Humphrey Visual Field
The Humphrey Visual Field is a special automated procedure used to perform perimetry, a test that measures the entire area of peripheral vision that can be seen while the eye is focused on a central point. During this test, lights of varying intensities appear in different parts of the visual field while the patient's eye is focused on a certain spot. The perception of these lights is charted and then compared to results of a healthy eye at the same age of the patient in order to determine if any damage has occurred.
This procedure is performed quickly and easily in about 15 minutes, and is effective in diagnosing and monitoring the progress of glaucoma. The Humphrey system uses advanced blue-yellow perimetry, also known as Short Wavelength Automated Perimetry (SWAP), which is proven to detect signs of glaucoma-related vision loss earlier than other tests.
Patients with glaucoma will often undergo this test on a regular basis in order to determine how quickly the disease is progressing. The Humphrey Visual Field test can also be used to detect conditions within the optic nerve of the eye, and certain neurological conditions as well.
Optical Coherence Tomography (OCT)
Optical coherence tomography (OCT) is an advanced technology used to produce cross-sectional images of the retina, the light-sensitive lining on the back of the eye where light rays focus to produce vision. These images can help with the detection and treatment of serious eye condition such as macular holes, macular swelling and optic nerve damage.
OCT uses technology that is similar to CT scans of internal organs, using a scattering of light to rapidly scan the eye to create an accurate cross-section. Unlike other imaging techniques, OCT uses light to produce high resolution images, rather than sound or radiofrequency waves.
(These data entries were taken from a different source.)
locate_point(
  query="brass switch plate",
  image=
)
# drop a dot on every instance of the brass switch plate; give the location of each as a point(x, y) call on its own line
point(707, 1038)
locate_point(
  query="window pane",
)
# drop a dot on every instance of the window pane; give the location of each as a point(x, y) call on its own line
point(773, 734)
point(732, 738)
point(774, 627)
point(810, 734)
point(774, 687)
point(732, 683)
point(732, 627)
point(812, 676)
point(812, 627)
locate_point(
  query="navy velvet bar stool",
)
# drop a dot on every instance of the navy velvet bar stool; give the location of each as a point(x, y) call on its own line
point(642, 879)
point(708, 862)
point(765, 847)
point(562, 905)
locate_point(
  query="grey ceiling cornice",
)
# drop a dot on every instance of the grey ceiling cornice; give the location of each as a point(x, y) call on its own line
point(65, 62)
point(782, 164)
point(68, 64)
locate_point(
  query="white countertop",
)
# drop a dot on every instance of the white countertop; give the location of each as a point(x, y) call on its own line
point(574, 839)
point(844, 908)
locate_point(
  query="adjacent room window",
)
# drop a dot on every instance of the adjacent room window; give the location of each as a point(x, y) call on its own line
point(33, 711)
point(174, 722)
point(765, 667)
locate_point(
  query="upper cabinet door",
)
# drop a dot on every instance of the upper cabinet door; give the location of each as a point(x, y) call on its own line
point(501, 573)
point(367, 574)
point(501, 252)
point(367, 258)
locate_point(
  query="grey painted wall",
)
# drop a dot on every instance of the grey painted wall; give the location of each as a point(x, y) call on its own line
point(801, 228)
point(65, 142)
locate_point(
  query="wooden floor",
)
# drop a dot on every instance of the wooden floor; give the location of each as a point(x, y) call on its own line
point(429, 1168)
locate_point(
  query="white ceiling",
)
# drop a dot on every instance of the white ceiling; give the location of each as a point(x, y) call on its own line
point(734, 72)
Your doctor can evaluate and measure each layer of the retina through this image and compare it with normal, healthy images of the retina.
The OCT exam takes about 10 to 20 minutes to perform in your doctor's office.
Selective Laser Trabeculoplasty (SLT)
Selective Laser Trabeculoplasty (SLT) is an advanced treatment option for glaucoma patients that lowers eye pressure and increases fluid drainage. This procedure offers a simple solution to glaucoma symptoms through a minimally invasive procedure with no side effects, scarring or pain.
The SLT procedure is effective for almost all patients with just one session. It has been performed successfully in Europe for the past 10 years and is now FDA approved for use in the US. It is performed in the office and takes just a few minutes, providing long-term results through the use of a low-energy laser beam.
SLT is most effective for patients unable to keep up with a daily eye drop treatment because of its cost, inconvenience or side effects. SLT controls glaucoma symptoms for up to 5 years with no need for additional medication, and relieves symptoms by promoting the body's natural healing response. There are no major risks or complications associated with SLT and the procedure is covered by most insurance companies.
HRT for Early Glaucoma Detection
The high eye pressure associated with glaucoma can damage your optic nerve before you begin to experience any vision loss. The Heidelberg Retinal Tomograph (HRT) can digitally perceive damage that may indicate the onset of glaucoma, allowing treatment to begin before vision is lost. Similar to MRI (Magnetic Resonance Imaging) and CT (Computed Tomography), HRT is a non-invasive procedure that scans the eye - all you see is a series of flashing red lights. The HRT takes 3-dimensional photographs of the optic nerve and retina using a special laser. It starts by photographing the surface of the optic nerve and then focuses on deeper and deeper layers before putting them all together to create the 3-dimensional image. These photographs can be used to determine the retinal edema index, retinal thickness and a reflectance map, which reveals retinal abnormalities.